Tras una separación, cada uno ha de seguir su propio camino, pasando de tener objetivos comunes a tener objetivos independientes.

En muchas ocasiones los comportamientos que llevan a conseguir esos nuevos objetivos perjudican al otro, o son interpretados por el otro como una agresión, a la que se responde con otra agresión, que recibe como respuesta otra agresión, (es tan fácil caer en esta trampa) y cuando te das cuenta estas en una guerra permanente, que te genera un malestar intenso y que podrá llegar a hacerte enfermar. Es una guerra de la que no puedes escapar, porque el rencor, el deseo de venganza y la sed de justicia están siendo el motor de tu vida, se hacen cotidianas la ira,  la frustración, la ansiedad, la impotencia, la tristeza…
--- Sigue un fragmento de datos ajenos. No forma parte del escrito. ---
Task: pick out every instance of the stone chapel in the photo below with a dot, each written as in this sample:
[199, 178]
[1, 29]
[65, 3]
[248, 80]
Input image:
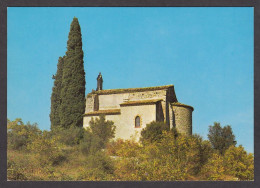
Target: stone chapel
[132, 108]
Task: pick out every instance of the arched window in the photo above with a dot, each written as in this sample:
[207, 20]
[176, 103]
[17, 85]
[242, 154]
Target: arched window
[137, 121]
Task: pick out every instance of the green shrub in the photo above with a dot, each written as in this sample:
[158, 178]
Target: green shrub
[19, 135]
[153, 131]
[70, 136]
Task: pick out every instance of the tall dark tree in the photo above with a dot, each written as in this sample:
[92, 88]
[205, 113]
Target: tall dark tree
[221, 138]
[73, 80]
[56, 95]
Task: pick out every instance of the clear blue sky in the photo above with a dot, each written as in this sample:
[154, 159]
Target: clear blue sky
[207, 53]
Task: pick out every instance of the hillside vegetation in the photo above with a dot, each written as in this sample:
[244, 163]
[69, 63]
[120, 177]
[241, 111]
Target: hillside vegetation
[92, 154]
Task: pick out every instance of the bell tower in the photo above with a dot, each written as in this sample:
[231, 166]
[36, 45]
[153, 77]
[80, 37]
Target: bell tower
[99, 82]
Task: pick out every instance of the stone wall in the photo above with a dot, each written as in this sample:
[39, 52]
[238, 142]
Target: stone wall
[125, 122]
[126, 128]
[182, 119]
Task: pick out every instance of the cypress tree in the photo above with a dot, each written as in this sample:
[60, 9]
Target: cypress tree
[73, 80]
[55, 96]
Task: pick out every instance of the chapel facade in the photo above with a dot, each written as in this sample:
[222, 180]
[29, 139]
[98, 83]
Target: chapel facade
[131, 109]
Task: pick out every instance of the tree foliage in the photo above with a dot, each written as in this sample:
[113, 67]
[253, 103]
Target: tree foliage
[104, 130]
[19, 135]
[73, 80]
[79, 154]
[56, 95]
[221, 138]
[153, 131]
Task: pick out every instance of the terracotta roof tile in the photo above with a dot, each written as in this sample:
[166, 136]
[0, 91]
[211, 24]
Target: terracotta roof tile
[106, 112]
[140, 102]
[180, 104]
[114, 91]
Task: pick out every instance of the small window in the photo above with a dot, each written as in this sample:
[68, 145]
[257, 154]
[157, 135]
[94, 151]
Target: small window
[137, 122]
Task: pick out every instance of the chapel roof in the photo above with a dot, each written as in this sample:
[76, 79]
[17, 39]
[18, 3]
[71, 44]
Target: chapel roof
[106, 112]
[140, 102]
[183, 105]
[128, 90]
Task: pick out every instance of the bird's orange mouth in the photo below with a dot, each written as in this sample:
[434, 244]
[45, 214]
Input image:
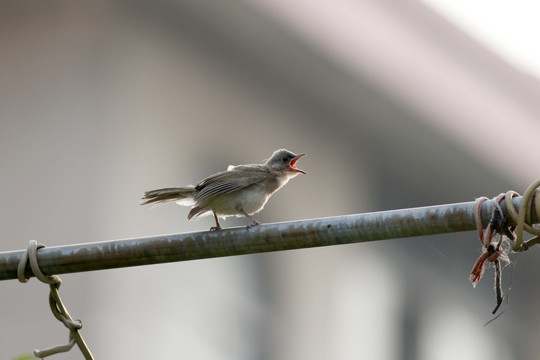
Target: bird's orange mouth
[292, 164]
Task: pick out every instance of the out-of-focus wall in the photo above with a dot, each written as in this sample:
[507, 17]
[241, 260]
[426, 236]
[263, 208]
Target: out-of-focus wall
[102, 101]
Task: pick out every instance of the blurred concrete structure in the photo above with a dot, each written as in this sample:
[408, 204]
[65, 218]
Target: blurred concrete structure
[395, 107]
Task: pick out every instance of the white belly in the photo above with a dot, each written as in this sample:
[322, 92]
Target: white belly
[251, 199]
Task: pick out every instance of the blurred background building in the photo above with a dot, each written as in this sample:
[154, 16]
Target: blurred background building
[396, 103]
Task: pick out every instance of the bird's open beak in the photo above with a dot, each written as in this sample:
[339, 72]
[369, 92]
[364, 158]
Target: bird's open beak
[292, 164]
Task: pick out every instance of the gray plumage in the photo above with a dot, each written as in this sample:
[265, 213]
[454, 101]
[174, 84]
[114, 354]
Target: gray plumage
[241, 190]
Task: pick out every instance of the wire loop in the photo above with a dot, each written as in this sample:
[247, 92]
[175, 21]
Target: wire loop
[57, 306]
[523, 216]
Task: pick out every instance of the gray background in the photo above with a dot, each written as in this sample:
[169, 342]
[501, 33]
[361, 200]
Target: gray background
[100, 101]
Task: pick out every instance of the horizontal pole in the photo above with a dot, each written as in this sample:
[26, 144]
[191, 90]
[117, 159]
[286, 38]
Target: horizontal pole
[258, 239]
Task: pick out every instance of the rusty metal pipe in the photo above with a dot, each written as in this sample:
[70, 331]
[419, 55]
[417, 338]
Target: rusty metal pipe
[264, 238]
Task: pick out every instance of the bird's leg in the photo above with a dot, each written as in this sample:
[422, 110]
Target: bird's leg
[255, 222]
[217, 227]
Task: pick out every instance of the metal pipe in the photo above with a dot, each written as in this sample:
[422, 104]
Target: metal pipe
[263, 238]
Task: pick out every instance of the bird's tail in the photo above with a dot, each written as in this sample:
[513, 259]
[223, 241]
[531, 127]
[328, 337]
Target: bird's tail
[182, 195]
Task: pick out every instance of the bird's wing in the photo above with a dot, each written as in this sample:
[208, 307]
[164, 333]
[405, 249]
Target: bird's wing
[225, 182]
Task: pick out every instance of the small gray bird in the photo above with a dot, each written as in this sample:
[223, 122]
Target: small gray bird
[242, 190]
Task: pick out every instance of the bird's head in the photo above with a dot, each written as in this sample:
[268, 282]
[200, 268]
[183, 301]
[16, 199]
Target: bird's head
[285, 161]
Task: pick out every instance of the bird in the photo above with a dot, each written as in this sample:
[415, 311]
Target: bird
[241, 190]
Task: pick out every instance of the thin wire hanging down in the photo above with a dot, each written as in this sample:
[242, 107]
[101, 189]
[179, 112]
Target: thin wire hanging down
[264, 238]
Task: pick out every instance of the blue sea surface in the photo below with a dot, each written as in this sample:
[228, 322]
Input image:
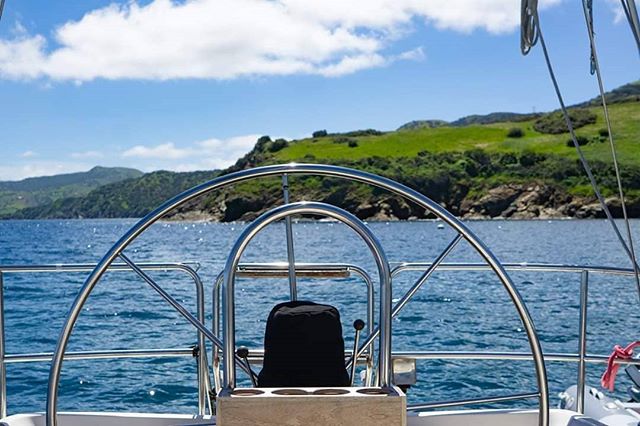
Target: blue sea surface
[454, 311]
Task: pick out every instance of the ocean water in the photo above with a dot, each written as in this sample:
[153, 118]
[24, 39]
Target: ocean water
[454, 311]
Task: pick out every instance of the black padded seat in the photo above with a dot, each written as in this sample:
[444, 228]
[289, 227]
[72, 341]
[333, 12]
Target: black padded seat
[303, 347]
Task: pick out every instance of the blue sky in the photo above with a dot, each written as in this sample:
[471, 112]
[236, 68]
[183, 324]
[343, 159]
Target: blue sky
[190, 84]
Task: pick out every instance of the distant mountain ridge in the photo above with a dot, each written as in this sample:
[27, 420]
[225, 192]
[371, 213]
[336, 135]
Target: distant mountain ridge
[38, 191]
[506, 165]
[627, 93]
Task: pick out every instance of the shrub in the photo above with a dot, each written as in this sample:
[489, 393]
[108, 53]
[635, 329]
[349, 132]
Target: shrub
[580, 139]
[344, 139]
[278, 144]
[554, 123]
[515, 132]
[262, 142]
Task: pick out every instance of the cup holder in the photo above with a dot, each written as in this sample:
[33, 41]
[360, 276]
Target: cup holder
[330, 392]
[247, 392]
[290, 392]
[374, 391]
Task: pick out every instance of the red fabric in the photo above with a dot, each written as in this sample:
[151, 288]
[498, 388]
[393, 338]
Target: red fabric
[609, 377]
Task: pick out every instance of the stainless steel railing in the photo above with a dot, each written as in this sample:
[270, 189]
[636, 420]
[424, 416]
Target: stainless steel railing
[261, 270]
[580, 357]
[199, 352]
[301, 270]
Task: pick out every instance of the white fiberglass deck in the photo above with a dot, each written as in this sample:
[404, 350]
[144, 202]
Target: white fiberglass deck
[441, 418]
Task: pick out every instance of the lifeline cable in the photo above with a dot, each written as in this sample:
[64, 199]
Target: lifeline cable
[531, 32]
[595, 66]
[631, 12]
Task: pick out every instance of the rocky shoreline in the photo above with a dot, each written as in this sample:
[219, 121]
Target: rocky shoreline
[507, 202]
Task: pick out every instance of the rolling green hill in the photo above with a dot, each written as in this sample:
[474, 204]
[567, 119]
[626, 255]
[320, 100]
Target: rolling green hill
[39, 191]
[497, 165]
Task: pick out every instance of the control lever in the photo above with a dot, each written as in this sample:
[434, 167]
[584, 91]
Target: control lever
[358, 325]
[243, 352]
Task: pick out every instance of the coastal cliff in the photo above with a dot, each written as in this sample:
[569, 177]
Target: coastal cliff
[499, 165]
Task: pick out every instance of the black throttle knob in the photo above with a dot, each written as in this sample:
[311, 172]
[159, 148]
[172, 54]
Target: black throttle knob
[242, 352]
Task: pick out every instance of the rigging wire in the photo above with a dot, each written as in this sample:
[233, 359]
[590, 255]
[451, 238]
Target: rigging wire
[588, 14]
[595, 66]
[531, 33]
[631, 12]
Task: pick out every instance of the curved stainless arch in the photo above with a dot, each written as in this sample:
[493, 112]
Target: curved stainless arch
[295, 169]
[287, 210]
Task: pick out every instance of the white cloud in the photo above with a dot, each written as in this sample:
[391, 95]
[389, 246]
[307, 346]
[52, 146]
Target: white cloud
[40, 168]
[203, 155]
[618, 11]
[224, 39]
[87, 154]
[163, 151]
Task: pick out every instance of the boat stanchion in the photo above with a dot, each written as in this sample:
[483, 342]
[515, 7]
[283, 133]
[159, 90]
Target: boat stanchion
[358, 325]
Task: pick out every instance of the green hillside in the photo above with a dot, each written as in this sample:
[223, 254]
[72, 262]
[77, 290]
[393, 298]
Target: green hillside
[478, 166]
[39, 191]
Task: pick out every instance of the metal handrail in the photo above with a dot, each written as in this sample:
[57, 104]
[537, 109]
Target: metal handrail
[190, 268]
[283, 270]
[581, 357]
[315, 208]
[230, 179]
Veamos un ejemplo sencillo y común de estos comportamientos de los que hablo:

“Este fin de semana no puede hablar con mis hijos, porque les tocaba estar con él/ella, es terrible, lo he pasado fatal, que se habrá creído, yo tengo derecho a hablar con mis hijos… Ya verás, el próximo fin de semana, cuando los niños los tenga yo, no le dejaré hablar con ellos, o quizá piense en algo peor, para que se entere de que no me puede hacer a mí esto…”
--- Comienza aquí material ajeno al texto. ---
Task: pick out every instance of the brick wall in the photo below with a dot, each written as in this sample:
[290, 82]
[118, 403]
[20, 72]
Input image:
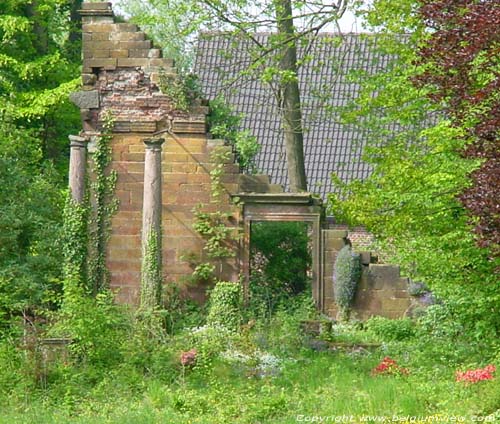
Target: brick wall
[120, 76]
[381, 291]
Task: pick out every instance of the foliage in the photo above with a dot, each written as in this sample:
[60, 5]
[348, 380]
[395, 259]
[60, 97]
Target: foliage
[225, 124]
[183, 89]
[280, 262]
[214, 225]
[346, 275]
[460, 60]
[95, 326]
[151, 274]
[104, 205]
[391, 329]
[225, 305]
[75, 241]
[410, 201]
[30, 215]
[38, 68]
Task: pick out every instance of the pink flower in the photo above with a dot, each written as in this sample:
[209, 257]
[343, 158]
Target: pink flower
[474, 376]
[389, 366]
[188, 358]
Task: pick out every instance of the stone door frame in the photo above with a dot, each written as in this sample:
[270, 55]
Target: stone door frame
[284, 207]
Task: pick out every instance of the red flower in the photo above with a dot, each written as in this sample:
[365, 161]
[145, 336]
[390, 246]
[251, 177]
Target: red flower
[474, 376]
[188, 358]
[389, 366]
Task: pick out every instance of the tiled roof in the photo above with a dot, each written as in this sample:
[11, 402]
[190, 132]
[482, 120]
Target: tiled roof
[329, 146]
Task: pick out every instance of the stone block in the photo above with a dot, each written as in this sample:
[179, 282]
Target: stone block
[383, 275]
[100, 53]
[118, 53]
[107, 64]
[142, 126]
[132, 62]
[126, 27]
[127, 36]
[104, 5]
[97, 36]
[88, 79]
[154, 53]
[139, 53]
[100, 45]
[335, 234]
[146, 44]
[98, 27]
[85, 99]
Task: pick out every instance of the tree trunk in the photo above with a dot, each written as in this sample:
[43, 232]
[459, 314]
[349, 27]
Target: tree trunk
[291, 115]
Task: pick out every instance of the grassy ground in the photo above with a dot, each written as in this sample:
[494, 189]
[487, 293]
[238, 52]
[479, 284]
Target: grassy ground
[303, 381]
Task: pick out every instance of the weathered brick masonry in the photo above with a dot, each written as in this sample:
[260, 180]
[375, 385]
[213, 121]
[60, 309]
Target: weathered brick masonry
[120, 76]
[121, 72]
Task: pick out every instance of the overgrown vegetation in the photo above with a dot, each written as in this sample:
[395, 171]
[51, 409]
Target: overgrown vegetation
[346, 275]
[226, 124]
[280, 263]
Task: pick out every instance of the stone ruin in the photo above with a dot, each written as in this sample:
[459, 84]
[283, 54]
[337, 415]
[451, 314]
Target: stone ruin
[162, 158]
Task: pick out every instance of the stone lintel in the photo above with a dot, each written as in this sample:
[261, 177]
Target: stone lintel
[88, 99]
[281, 198]
[78, 141]
[153, 142]
[96, 9]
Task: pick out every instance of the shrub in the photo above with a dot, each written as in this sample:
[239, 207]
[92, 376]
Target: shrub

En este ejemplo aparecen los hijos, que serán las víctimas de una guerra que ellos no han empezado, no continúan y no podrán detener. Como en casi cualquiera de las  situaciones que podáis haber vivido, aunque uno cree que le hace daño su ex (y es posible que lo haga…), quien no tiene la oportunidad de hablar con  papá o mamá, son los hijos.
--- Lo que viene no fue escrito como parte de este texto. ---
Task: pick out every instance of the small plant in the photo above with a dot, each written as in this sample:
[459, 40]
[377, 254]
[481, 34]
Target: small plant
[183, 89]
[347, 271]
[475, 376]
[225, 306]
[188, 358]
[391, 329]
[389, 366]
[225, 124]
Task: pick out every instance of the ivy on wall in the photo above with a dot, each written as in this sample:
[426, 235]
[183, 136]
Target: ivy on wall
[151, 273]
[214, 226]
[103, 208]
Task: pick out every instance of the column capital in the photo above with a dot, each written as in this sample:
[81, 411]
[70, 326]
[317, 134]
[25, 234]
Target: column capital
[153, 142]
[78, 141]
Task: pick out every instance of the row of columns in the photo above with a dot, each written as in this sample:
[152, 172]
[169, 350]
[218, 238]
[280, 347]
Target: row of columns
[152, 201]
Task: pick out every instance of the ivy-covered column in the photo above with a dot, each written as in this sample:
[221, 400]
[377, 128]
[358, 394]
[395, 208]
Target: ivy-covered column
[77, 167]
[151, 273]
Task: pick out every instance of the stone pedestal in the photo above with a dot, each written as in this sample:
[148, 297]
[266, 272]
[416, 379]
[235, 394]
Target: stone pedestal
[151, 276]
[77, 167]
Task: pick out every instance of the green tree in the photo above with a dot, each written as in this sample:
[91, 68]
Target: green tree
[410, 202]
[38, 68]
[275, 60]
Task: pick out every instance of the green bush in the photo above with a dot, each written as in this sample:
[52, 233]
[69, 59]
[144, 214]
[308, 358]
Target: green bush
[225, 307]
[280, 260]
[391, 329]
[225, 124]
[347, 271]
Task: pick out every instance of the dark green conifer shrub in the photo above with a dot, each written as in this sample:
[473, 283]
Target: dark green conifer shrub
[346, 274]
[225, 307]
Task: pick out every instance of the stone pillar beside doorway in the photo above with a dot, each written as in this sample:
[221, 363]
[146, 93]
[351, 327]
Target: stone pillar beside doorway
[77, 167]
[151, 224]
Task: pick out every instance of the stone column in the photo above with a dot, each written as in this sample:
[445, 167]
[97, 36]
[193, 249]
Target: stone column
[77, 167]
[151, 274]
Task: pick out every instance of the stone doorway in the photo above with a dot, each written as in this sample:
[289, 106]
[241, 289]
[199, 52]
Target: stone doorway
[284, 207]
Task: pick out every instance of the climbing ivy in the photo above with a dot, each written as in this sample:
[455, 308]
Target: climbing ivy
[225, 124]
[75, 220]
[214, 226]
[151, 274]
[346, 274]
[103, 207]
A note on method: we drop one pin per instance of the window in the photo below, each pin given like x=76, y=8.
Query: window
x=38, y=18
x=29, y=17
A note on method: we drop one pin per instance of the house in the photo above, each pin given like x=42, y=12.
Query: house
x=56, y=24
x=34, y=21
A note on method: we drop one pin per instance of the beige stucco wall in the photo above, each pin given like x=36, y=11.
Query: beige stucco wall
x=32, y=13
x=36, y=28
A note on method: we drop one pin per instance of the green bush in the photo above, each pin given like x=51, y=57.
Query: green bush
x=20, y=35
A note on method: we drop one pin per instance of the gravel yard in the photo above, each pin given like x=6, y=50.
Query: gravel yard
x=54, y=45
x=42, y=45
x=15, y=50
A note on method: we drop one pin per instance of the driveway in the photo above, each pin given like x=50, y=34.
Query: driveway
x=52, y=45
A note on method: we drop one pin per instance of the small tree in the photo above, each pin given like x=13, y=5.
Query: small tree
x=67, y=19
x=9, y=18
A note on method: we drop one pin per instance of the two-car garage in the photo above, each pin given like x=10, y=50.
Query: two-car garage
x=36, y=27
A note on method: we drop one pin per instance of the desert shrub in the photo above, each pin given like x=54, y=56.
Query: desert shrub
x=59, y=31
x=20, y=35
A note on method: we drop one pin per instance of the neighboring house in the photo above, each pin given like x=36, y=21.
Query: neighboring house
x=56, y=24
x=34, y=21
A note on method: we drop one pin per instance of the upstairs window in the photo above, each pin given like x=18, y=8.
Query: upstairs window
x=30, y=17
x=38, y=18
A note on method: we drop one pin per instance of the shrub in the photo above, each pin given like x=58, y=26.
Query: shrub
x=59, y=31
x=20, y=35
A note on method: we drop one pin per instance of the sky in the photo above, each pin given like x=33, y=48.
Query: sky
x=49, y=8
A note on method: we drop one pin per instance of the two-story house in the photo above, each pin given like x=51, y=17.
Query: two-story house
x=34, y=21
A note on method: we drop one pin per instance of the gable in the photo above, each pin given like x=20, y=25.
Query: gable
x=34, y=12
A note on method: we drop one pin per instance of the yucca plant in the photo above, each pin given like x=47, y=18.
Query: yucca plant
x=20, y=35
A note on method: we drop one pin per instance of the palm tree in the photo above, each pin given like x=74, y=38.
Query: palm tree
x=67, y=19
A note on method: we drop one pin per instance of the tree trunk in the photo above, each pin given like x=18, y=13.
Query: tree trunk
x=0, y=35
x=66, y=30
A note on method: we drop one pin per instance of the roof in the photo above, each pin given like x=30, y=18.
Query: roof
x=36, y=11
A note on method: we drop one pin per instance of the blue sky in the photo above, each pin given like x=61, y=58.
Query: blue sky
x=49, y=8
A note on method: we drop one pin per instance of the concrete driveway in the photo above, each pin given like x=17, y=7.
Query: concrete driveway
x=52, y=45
¿Parece este un  buen motivo para dejar la guerra, cueste lo que cueste?  Pero si estas envenenad@ por el rencor, no lo verás tan claro, y seguirás pensando en vengarte por el daño que te hizo, aunque querrás creer que tú encontraras la manera de no perjudicarles.

Así después de años separados, sigues unid@ a tu ex por el rencor y la búsqueda de la forma de hacer justicia, de esta modo te has condenado a seguir encadenado al sufrimiento. No cerrar esa puerta, no te permitirá abrir otras.

Es posible que seas tú quien pase los días pensando en la forma del ejemplo, con innumerables comportamientos a los que hacer justicia, de los que defenderte. Mientras tu “ex” pasa un gran día acompañado de amigos, sin acordarse de ti en absoluto, ni siquiera para hacerte daño. Quizá él/ella cerró la puerta y ha empezado a abrir otras.

Para sacar el veneno del rencor, escribí algunas recomendaciones en el post Paso 2: Desecha el rencor.

Si deseas cambiar esto, puedes dejar de responder a las agresiones. Los comportamientos de tu “ex” van orientados a conseguir sus beneficios y hace lo que sabe y/o lo que puede para conseguirlos. Si su intención es dañarte, su sufrimiento será mayor.

Si desechas el rencor, no cambiará tu pasado, pero si podrás cambiar tu futuro.